Back in high school in a suburb of Des Moines, Iowa, we did whatever we could to stir up some fun and sometimes some trouble. It was a simple existence: go to school, do homework, think about and look for boys.
With no cell phones or social media to organize anything, kids spent a lot of time driving around looking for other kids to interact with. Boys from other high schools!
My friend, Joan, had access to her parents’ car on a regular basis. She would often call up and say, “Susie, come over. Let’s go downtown and scoop the loop.”
My answer always would be, “Sure! Who else is coming?”
Debbie, Phyllis, Debi, Sue, Joan, Karen, Dottie, and I would climb into the white 65 Ford four door sedan and head downtown. Sometimes we would bring a carton of eggs, rolls of toilet paper, or just ourselves.
I was conflicted when we egged someone’s house, as in, I sat in the car. The others called me chicken. It was my conscience keeping me there. Once my dad’s car got egged, and all I could hear was how it ruined the paint, and if he ever caught who did it . . .

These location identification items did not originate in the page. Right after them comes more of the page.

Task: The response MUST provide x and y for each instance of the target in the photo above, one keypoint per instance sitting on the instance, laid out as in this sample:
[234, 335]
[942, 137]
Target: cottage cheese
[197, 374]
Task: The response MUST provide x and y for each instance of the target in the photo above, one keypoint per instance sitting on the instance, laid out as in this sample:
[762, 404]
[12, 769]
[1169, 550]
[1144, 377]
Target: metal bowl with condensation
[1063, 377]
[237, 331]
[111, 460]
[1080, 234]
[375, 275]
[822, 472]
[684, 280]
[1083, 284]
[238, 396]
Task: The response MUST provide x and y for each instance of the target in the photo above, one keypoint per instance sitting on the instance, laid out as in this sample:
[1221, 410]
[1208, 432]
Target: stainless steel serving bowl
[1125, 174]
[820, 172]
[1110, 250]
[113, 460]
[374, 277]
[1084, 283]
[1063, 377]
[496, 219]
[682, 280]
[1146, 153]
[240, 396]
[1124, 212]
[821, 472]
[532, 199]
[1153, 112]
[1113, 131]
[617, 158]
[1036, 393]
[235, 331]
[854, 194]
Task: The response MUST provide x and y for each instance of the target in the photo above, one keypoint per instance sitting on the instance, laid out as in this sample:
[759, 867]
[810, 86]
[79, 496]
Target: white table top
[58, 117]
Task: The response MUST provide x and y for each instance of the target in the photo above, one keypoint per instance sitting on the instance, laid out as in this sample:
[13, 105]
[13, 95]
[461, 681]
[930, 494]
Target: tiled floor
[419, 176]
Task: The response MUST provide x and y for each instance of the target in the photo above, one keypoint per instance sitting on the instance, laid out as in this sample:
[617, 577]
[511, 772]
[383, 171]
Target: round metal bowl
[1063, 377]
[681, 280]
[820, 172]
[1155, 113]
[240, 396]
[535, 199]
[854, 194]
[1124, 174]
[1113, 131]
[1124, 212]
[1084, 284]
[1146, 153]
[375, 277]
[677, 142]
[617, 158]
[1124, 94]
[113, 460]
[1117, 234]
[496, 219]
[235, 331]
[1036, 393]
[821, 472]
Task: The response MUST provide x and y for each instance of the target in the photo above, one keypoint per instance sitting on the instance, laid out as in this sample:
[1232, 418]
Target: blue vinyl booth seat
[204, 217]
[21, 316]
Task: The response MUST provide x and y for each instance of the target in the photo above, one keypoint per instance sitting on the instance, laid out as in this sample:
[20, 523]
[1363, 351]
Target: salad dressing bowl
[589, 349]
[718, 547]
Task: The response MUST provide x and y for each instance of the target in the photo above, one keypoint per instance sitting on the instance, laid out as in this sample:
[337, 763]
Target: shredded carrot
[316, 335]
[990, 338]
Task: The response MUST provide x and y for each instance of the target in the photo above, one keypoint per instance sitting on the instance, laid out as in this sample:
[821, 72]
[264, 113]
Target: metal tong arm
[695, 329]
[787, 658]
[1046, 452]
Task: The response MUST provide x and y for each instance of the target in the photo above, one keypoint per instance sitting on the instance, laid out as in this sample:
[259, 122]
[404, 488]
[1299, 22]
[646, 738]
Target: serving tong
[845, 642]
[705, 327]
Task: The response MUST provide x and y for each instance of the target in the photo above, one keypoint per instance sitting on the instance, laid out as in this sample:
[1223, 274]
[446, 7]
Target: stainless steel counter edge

The toilet paper was less destructive and much more fun. I didn’t mind sailing a roll up into a tree. It would blow away or get rained out later. It was just paper. One summer night we were so bored, we moved patio furniture from one side of the street to the other side, laughing hysterically. It was midnight. We thought we were so funny.
But the biggest thrill was going down Grand Ave, straight into downtown Des Moines, where, if you played your cards right, you might meet a guy from the East side, the North side, or the South side (we were from the west side). Of course I never actually met anyone, but I got my chuckles in by watching my braver girlfriends hang out the car windows and give out their phone numbers to guys in souped-up cars while we waited at the stoplight.
Joan would rev up the engine, laughing at the thought of her parents’ sedan keeping up with a Camaro when the light turned green. We would look longingly at the single guy or his one buddy riding shotgun. Meanwhile there were five or six of us, squealing and laughing when Joan would call out, “Chinese Fire Drill,” and we would jump out the three doors (Joan never got out), run around the car and get in another door. How politically incorrect for 2018! Back in 1971, it seemed like harmless fun.
One rainy evening we took a bag of marshmallows with us and threw them at the cars we liked. This caused a problem because one guy thought they were eggs and got mad. They bounced off his car and rolled into the gutter where pigeons would find a sweet treat the next day among the wet leaves.
Perhaps our riskiest behavior was when Joan had to babysit, and we had no car. Phyllis, Debbie and I would put on our short shorts and go hitchhiking. Only teen boys were eligible to pick us up. We lived on the edge of the big city, next to cornfields, so the only guys who ever stopped were farm boys coming into town to find some girls, or fast boys from the East side looking for girls with long legs and no brains in their heads.
Once we rode with a boy from our own high school. He drove so fast that I couldn’t wait to get out of his car. He later died in an accident where the skid marks indicated he had been going 100 mph on city streets.
Ah yes, we did stupid things. Debbie is a grandma now, married to her South side guy she met at the roller rink. Joan is still the sensible one. Phyllis died way too young, Debi and I connected on Facebook, and I’ve lost track of the others.
I ended up in California, and my eldest will marry a man of a different ethnicity. The Chinese fire drill thing would offend him.
I am sorry, future son-in-law, that I was so clueless in my scoop-the-loop days.
And I am sorry, youngest child, that I called someone a transvestite when the correct term now is transgender.I am old. That’s the word we used when I was your age.